Foto: Khairudin, Kepala Desa Ellak Daya, Kecamatan Lenteng, Sumenep, saat menghadiri reorganisasi gapiktan
Foto: Khairudin, Kepala Desa Ellak Daya, Kecamatan Lenteng, Sumenep, saat menghadiri reorganisasi gapiktan
MEMOonline.co.id. Sumenep - Kepala Desa (Kades) Ellak Daya, Kecamatan Lenteng, Khairudin, berharap kesejahteraan petani di desanya, makin sejahtera.
Pernyataan tersebut di lontarkan orang nomer satu di Desa Ellak Daya tersebut, saat pelaksanaan reorganisasi gabungan kelompok tani (Gapoktan) yang ada di desanya, Kabupaten Sumenep, Madura, Jawa Timur, pelaksanaan Reorganisasi Gabungan Kelompok Tani (Gapoktan) di desanya, Rabu (2/11/2022).
"Saya berharap dengan pergantian pengurus di gapoktan, bisa membawa peyani Desa Ellak Daya, makin maju dan makin jaya," terangnya.
Selain itu, Khairudin berharap dengan dilaksanakan reorganisasi, Gapoktan di desanya dapat memberikan pengaruh positif yang tidak hanya menyasar kepentingan pribadi atau kelompok semata.
Meski pengukuhan kepengurusan masih belum final, namun pihaknya tetap menaruh harapan besar untuk pengurus Gapoktan baru.
"Semoga kedepan pengurus poktan yang baru dapat mengakomodir harapan-harapan dari anggota.

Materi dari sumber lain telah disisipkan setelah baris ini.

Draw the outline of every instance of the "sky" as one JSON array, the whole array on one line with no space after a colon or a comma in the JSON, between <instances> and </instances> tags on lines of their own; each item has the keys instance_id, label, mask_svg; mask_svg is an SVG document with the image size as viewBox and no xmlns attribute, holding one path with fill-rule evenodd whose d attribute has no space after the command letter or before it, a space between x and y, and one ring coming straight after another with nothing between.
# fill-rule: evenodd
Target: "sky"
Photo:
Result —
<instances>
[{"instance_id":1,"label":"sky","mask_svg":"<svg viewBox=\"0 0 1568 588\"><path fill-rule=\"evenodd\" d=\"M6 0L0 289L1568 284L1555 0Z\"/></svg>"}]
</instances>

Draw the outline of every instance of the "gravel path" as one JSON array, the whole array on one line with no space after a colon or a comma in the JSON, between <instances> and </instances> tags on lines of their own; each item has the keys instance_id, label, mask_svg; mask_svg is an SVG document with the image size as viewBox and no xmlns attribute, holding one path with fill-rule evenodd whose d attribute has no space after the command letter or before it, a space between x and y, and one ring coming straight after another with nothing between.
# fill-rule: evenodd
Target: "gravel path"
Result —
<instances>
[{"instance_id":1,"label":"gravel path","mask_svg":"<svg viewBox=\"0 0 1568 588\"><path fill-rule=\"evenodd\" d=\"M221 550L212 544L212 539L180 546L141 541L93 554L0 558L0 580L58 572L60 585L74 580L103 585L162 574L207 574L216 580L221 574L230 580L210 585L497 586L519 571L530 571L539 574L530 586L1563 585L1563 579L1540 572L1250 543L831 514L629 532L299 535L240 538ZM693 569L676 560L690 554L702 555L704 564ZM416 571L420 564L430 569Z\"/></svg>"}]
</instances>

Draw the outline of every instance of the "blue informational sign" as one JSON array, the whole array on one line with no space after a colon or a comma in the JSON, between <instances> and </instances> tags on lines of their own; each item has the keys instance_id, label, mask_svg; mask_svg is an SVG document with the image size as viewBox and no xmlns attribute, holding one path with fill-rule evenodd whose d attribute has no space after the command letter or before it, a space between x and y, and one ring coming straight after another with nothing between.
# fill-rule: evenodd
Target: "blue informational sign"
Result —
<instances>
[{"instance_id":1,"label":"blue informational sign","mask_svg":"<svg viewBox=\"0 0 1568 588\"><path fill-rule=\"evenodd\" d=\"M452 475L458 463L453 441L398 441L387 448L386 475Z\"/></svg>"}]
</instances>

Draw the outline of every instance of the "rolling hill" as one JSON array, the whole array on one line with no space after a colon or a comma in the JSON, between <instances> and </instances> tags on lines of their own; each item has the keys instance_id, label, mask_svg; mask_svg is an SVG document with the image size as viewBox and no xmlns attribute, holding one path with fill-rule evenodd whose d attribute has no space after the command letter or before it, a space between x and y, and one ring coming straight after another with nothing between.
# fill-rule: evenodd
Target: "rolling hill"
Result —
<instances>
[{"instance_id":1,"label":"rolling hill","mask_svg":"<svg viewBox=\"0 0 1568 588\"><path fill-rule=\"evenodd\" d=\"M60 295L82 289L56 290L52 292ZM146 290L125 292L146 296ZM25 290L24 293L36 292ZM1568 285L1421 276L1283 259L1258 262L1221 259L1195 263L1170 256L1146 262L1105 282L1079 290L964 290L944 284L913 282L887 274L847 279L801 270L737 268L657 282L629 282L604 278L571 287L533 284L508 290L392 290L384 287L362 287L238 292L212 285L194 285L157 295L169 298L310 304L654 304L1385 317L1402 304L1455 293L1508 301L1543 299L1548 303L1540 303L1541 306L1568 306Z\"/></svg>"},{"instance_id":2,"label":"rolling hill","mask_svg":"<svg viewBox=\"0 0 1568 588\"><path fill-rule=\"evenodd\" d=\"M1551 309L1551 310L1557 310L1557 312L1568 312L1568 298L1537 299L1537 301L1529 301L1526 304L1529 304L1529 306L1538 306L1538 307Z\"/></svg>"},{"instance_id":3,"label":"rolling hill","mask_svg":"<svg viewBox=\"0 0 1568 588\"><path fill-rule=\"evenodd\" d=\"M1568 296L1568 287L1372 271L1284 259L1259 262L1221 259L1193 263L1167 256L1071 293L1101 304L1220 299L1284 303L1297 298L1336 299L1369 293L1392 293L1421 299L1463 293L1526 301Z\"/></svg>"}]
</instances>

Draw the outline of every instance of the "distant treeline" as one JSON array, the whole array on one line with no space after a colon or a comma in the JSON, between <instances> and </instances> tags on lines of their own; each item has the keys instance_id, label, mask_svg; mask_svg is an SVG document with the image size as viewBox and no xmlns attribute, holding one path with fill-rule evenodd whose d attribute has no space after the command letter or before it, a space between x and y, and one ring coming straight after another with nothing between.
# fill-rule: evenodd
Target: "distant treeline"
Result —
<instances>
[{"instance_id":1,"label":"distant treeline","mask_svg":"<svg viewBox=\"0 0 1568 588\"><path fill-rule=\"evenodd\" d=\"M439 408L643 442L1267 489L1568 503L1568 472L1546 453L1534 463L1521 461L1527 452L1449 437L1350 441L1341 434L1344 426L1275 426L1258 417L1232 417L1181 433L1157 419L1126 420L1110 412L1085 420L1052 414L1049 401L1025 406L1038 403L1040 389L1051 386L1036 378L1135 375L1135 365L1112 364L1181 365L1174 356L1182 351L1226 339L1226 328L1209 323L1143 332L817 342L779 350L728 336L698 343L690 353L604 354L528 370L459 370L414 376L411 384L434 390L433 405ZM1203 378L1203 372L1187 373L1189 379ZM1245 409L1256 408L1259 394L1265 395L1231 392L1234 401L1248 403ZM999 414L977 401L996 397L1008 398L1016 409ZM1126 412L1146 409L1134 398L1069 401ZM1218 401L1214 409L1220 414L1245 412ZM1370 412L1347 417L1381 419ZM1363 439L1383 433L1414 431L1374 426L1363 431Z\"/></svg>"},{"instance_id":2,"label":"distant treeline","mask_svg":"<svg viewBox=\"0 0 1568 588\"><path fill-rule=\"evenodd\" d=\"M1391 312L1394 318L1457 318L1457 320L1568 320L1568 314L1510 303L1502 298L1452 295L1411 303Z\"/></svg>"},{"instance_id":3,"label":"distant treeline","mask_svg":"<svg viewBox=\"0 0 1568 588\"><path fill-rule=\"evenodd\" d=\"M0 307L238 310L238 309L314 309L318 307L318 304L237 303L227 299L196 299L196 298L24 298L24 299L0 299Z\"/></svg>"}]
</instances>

Sehingga semua Poktan yang berjumlah 21 Poktan dapat merasakan manfaat secara maksimal demi kepentingan masyarakat Ellak Daya secara universal," lanjutnya.
Pantaun media ini di lapangan, acara tersebut digelar sejak pukul 13.00 Wib hingga pukul 16.00.
Bahkam dalam kegiatan itu, menghasilkan beberapa kesepakatan, salah satunya adalah pemilihan Ketua Gapoktan Desa Ellak Daya.
Ahmad Syafi'i yang priode sebelumnya menjabat sebagai Ketua Gapoktan "Makmur Jaya" Desa Ellak Daya, saat ini posisinya diganti Hasib, untuk meneruskan program-program kepengurusan sebelum.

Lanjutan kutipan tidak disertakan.